The promise Elder Monson had given the Saints in Goerlitz would gradually and steadily be fulfilled. Elder Monson (there with other local Church leaders) wrote, “On Sunday morning, April 27, 1975, I stood on an outcropping of rock situated between the cities of Dresden and Meissen, high above the Elbe River, in the German Democratic Republic. I responded to the promptings of the Holy Spirit and offered a prayer of dedication on that land and its people. That prayer noted the faith of the members. It emphasized the tender feelings of many hearts filled with an overwhelming desire to obtain temple blessings.
A plea for peace was expressed. Divine help was requested. I voiced the words: ‘Dear Father, let this be the beginning of a new day for the members of Thy church in this land.'”
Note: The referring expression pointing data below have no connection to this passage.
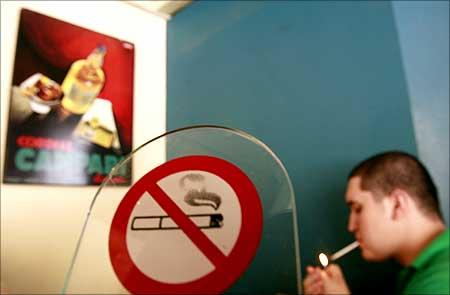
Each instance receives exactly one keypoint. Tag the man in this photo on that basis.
(394, 213)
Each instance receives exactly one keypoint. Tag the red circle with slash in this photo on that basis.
(227, 268)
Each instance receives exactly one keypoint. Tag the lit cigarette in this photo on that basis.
(324, 259)
(163, 222)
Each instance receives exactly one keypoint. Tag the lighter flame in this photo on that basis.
(323, 259)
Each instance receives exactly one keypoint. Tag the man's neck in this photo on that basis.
(421, 232)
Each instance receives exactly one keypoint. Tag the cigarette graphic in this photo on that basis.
(344, 251)
(324, 258)
(164, 222)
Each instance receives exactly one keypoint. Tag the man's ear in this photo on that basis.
(400, 202)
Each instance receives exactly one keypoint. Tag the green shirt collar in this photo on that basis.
(440, 243)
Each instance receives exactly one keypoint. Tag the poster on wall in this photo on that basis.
(71, 101)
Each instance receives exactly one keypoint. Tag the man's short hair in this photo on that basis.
(384, 172)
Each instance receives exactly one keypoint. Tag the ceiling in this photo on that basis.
(162, 8)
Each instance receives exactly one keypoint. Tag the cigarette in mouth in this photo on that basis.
(324, 259)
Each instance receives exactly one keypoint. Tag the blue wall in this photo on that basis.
(424, 38)
(321, 83)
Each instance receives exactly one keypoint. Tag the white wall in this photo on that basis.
(40, 225)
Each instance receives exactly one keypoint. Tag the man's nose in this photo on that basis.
(351, 226)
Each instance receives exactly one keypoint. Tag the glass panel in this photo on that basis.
(210, 210)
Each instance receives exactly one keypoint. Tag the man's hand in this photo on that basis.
(313, 283)
(327, 281)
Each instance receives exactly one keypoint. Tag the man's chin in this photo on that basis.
(372, 257)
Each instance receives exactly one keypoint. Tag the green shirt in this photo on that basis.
(429, 272)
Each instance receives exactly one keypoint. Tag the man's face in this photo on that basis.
(370, 221)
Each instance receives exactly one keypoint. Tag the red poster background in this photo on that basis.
(49, 46)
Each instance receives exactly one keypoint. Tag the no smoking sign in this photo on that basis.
(189, 226)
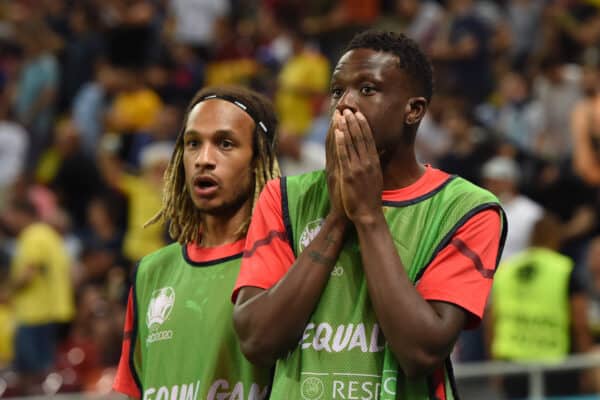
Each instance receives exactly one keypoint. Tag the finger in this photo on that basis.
(354, 133)
(368, 139)
(342, 150)
(351, 146)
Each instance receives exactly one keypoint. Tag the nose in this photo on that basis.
(206, 157)
(347, 100)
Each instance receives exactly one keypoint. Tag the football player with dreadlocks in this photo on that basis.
(179, 340)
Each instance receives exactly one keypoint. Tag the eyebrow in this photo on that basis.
(218, 132)
(360, 76)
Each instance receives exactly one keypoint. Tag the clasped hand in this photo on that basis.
(353, 170)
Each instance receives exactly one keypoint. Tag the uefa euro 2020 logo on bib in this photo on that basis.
(312, 388)
(160, 306)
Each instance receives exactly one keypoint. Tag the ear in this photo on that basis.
(415, 110)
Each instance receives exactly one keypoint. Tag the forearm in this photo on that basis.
(271, 322)
(419, 337)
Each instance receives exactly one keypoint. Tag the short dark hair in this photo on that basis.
(411, 58)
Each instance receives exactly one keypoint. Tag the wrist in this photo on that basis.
(337, 220)
(370, 220)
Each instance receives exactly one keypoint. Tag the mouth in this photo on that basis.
(205, 185)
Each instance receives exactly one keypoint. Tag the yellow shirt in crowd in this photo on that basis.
(7, 331)
(135, 111)
(303, 77)
(49, 296)
(144, 202)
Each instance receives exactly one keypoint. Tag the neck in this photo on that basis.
(402, 169)
(221, 229)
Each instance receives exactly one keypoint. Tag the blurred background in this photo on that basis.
(92, 93)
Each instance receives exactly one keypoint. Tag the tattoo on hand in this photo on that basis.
(320, 258)
(330, 239)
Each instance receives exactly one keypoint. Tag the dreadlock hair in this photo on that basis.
(411, 58)
(177, 206)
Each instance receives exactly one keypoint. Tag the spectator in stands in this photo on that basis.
(37, 90)
(470, 146)
(40, 291)
(462, 50)
(501, 176)
(143, 192)
(14, 143)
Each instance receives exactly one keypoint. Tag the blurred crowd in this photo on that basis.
(92, 93)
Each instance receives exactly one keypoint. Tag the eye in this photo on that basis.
(191, 143)
(227, 144)
(367, 90)
(336, 93)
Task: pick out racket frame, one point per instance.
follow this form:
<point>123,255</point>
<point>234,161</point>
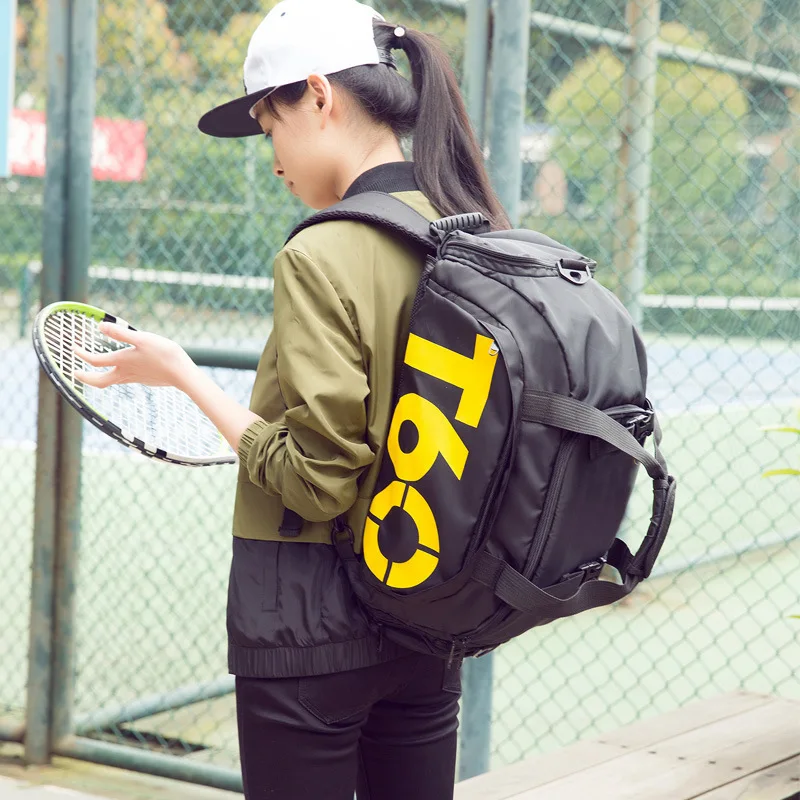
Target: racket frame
<point>85,409</point>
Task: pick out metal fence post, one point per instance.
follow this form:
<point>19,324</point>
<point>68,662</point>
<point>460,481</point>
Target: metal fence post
<point>38,737</point>
<point>510,44</point>
<point>83,48</point>
<point>476,63</point>
<point>635,154</point>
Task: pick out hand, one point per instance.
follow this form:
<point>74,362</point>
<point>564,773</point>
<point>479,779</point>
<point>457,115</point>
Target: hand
<point>152,360</point>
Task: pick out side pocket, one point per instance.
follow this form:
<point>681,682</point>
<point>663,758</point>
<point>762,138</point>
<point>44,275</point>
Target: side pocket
<point>270,582</point>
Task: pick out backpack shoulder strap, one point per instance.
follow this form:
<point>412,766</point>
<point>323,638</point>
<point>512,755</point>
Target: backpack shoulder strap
<point>379,209</point>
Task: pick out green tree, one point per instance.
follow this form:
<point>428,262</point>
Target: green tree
<point>697,161</point>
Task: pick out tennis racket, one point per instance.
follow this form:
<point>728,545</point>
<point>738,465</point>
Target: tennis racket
<point>160,422</point>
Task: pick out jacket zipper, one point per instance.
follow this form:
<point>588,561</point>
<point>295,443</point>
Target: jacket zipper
<point>550,504</point>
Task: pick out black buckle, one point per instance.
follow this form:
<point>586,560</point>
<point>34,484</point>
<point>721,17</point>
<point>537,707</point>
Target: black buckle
<point>588,571</point>
<point>642,425</point>
<point>575,271</point>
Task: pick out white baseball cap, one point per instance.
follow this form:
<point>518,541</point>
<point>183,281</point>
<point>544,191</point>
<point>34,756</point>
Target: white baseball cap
<point>298,38</point>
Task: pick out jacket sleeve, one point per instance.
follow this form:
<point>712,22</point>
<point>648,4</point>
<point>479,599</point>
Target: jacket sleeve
<point>314,456</point>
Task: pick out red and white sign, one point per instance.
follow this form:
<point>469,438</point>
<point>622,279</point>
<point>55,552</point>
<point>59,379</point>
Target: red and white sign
<point>118,147</point>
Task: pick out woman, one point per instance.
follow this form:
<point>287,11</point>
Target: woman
<point>324,706</point>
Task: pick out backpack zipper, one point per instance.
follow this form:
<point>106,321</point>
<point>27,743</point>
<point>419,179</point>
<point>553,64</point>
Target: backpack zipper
<point>548,512</point>
<point>501,474</point>
<point>500,477</point>
<point>551,501</point>
<point>509,257</point>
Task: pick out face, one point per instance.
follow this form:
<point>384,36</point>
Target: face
<point>308,152</point>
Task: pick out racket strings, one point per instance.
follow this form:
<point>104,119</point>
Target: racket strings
<point>163,418</point>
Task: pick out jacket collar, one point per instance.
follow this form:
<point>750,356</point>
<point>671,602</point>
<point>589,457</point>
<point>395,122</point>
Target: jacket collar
<point>397,176</point>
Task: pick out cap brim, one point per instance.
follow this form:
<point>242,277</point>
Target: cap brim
<point>232,120</point>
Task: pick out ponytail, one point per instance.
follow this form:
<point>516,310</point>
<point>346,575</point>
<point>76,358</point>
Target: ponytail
<point>447,156</point>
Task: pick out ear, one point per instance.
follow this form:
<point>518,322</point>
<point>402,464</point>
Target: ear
<point>322,96</point>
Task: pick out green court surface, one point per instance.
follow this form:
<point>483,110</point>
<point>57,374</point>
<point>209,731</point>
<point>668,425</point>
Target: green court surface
<point>155,555</point>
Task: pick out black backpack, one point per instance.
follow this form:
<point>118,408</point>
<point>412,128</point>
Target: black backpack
<point>517,434</point>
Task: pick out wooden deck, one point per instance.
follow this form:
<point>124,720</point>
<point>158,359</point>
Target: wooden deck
<point>733,747</point>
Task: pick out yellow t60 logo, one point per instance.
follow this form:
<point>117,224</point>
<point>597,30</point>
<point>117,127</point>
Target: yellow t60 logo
<point>436,436</point>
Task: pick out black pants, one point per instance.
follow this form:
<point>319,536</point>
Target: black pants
<point>387,731</point>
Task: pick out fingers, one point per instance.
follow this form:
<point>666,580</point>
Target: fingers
<point>100,380</point>
<point>119,333</point>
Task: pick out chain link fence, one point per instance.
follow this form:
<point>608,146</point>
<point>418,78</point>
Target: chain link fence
<point>20,241</point>
<point>720,311</point>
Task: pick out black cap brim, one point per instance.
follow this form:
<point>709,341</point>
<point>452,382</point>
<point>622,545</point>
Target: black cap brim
<point>232,120</point>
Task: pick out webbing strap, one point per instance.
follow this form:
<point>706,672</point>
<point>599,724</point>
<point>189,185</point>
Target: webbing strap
<point>519,593</point>
<point>563,412</point>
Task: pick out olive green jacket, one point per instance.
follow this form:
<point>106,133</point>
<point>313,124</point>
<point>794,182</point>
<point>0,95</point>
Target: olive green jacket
<point>325,383</point>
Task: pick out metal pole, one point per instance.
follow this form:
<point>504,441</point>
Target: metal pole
<point>38,717</point>
<point>635,155</point>
<point>510,44</point>
<point>476,63</point>
<point>132,758</point>
<point>83,47</point>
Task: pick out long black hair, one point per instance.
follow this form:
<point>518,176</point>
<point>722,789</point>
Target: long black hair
<point>447,156</point>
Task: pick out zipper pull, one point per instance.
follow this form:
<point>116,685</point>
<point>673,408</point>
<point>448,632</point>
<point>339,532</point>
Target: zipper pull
<point>452,654</point>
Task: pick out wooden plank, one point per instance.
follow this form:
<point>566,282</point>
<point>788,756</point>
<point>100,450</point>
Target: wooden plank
<point>529,774</point>
<point>687,765</point>
<point>780,782</point>
<point>510,781</point>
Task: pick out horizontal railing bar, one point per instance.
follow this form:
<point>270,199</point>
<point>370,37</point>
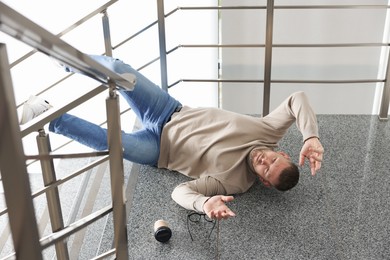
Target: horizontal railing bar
<point>70,176</point>
<point>282,7</point>
<point>70,141</point>
<point>65,156</point>
<point>23,29</point>
<point>74,227</point>
<point>48,88</point>
<point>63,180</point>
<point>37,123</point>
<point>68,29</point>
<point>279,81</point>
<point>104,255</point>
<point>314,45</point>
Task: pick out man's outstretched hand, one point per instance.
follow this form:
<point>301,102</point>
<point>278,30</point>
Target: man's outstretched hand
<point>215,207</point>
<point>313,151</point>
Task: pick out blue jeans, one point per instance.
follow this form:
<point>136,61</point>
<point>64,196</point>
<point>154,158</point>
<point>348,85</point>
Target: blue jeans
<point>152,105</point>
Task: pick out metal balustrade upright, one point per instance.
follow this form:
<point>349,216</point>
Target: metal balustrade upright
<point>14,172</point>
<point>25,233</point>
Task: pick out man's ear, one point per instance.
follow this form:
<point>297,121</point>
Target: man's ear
<point>284,155</point>
<point>266,183</point>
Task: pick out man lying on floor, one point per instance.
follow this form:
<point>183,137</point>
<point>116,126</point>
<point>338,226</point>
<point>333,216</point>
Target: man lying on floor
<point>224,152</point>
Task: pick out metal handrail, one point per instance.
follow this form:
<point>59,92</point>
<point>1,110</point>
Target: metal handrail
<point>68,29</point>
<point>18,26</point>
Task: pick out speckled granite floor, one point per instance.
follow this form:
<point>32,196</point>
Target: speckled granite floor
<point>342,213</point>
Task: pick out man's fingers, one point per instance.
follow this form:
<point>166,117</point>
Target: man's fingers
<point>301,159</point>
<point>227,198</point>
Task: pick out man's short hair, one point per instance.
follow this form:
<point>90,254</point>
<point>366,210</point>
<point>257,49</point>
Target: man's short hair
<point>288,178</point>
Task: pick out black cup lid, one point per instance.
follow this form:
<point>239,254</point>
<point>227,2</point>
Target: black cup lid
<point>163,234</point>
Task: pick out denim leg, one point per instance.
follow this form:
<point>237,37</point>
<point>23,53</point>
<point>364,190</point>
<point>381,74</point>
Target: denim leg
<point>150,103</point>
<point>139,147</point>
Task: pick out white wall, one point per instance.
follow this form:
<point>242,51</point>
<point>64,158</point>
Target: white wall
<point>304,26</point>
Officials of the Democratic German Republic came to know the Latter-day Saints. Partly, it was because Church members were always asking to go to the temple in Switzerland, and were usually denied. Yet mostly, it was the honesty and integrity of the Saints who kept their word about returning to East Germany when they left, that impressed the Germans.
Elder Monson and other leaders worked closely with the government of the country, understanding that the goal of building the Church couldn’t be done without the acceptance of the government.
On April 23, 1983, miraculously, Elder Thomas S. Monson broke ground for the Freiberg Temple – behind the Iron Curtain. His prophecy in 1968, combined with steady years of patience and love, had paid off.